Die Unzufriedensten mit den Arbeitsumständen sind die Designer, denn alle Bewerber müssen einen Entwurf einreichen, bezahlt wird zumeist nur der Gewinner. Die Hans-Böckler-Stiftung kommentiert: „Es ist daher kein Wunder, dass der Wunsch nach Mitbestimmung auf Design-Plattformen besonders ausgeprägt ist: Knapp 70 Prozent der Crowdworker in diesem Bereich wünschen sich eine Mitbestimmung.“
Das ist ein Thema für die Vereinte Dienstleistungsgewerkschaft ver.di, die auf ihren Seiten Crowdworker berät und zu den Trends in Crowdworking und Crowdsourcing informiert. Ein weiteres Thema dürfte die Arbeitskontrolle sein: „Unter Überwachung und Kontrolle sind das Aufzeichnen von Tastenanschlägen oder die verdeckte Erstellung von Screenshots zu nennen. Die Mehrheit der Crowdworker jedoch empfindet die einzelnen Kontroll- und Überwachungsmechanismen als transparent, fair und hilfreich“, resümieren die Forscher in Kassel. Sie stellen aber auch fest, dass so mancher Crowdworker gar nicht informiert ist über die Kontrollmechanismen, zum Beispiel durch Unkenntnis der akzeptierten Allgemeinen Geschäftsbedingungen (AGB), oder gar heimliche Kontrolle befürchtet.

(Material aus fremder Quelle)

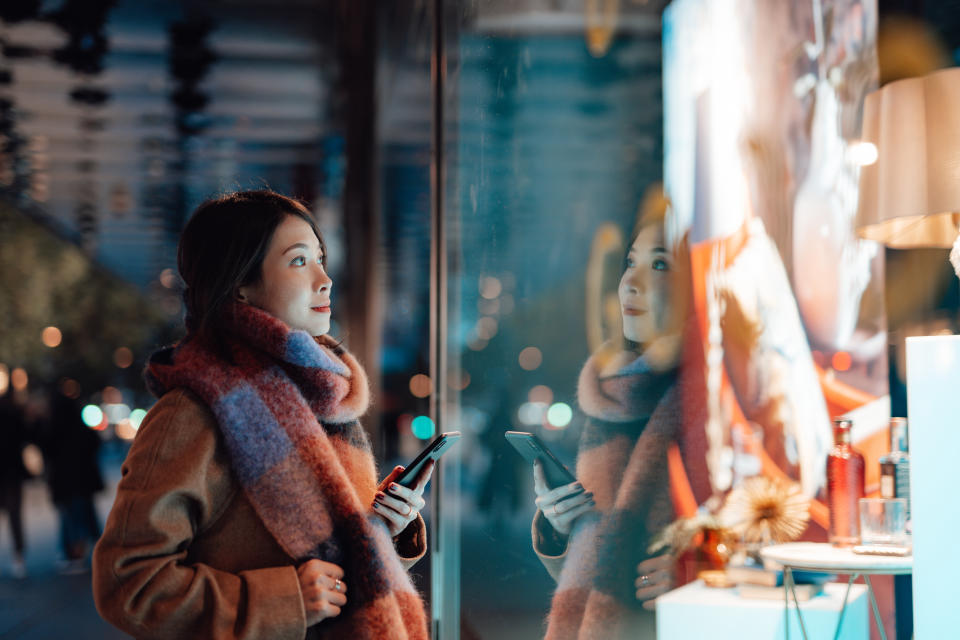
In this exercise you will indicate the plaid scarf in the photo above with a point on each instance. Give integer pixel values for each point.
(634, 416)
(287, 407)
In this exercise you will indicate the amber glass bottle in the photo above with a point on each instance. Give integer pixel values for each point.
(845, 486)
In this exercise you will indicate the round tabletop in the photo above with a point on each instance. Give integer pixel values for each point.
(822, 556)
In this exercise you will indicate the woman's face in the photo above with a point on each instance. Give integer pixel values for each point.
(645, 287)
(293, 285)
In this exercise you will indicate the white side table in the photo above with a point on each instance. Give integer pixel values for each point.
(698, 611)
(821, 556)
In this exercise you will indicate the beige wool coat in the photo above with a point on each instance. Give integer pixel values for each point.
(184, 555)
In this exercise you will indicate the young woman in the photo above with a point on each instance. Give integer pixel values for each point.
(249, 506)
(594, 542)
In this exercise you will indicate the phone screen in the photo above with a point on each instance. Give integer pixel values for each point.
(433, 451)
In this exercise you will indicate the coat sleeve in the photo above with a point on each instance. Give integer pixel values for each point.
(411, 543)
(550, 546)
(176, 483)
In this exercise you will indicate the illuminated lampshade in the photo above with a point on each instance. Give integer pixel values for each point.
(910, 197)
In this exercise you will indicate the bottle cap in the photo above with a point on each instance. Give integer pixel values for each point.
(841, 430)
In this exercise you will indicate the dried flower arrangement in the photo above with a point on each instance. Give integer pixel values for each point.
(760, 511)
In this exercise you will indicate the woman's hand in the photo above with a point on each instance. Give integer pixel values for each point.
(561, 513)
(398, 505)
(654, 578)
(323, 590)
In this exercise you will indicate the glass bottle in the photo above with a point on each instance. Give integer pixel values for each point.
(895, 466)
(845, 486)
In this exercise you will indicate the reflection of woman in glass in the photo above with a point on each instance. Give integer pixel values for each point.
(249, 501)
(594, 542)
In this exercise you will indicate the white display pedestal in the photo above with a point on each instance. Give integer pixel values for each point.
(933, 406)
(699, 611)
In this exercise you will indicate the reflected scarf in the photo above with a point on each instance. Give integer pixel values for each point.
(634, 416)
(287, 407)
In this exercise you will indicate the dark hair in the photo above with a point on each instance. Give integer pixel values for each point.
(222, 248)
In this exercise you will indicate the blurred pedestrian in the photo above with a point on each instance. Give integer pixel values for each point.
(12, 475)
(70, 451)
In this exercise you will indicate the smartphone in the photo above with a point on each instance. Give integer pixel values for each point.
(532, 448)
(433, 451)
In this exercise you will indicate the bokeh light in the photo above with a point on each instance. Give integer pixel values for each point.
(125, 429)
(70, 388)
(136, 417)
(423, 427)
(540, 393)
(488, 307)
(486, 328)
(475, 343)
(123, 357)
(421, 386)
(559, 415)
(168, 278)
(52, 337)
(490, 287)
(92, 416)
(530, 358)
(19, 379)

Die Wissenschaftler sehen deshalb künftige Handlungsfelder für die Gewerkschaften nicht nur in der besseren Honorargestaltung, sondern auch „im Bereich der Privatsphäre und des Datenschutzes von Crowdworkern“.
Und wenn sie die Wahl hätten, würde eine Mehrheit der Crowdworker eine feste Anstellung bevorzugen.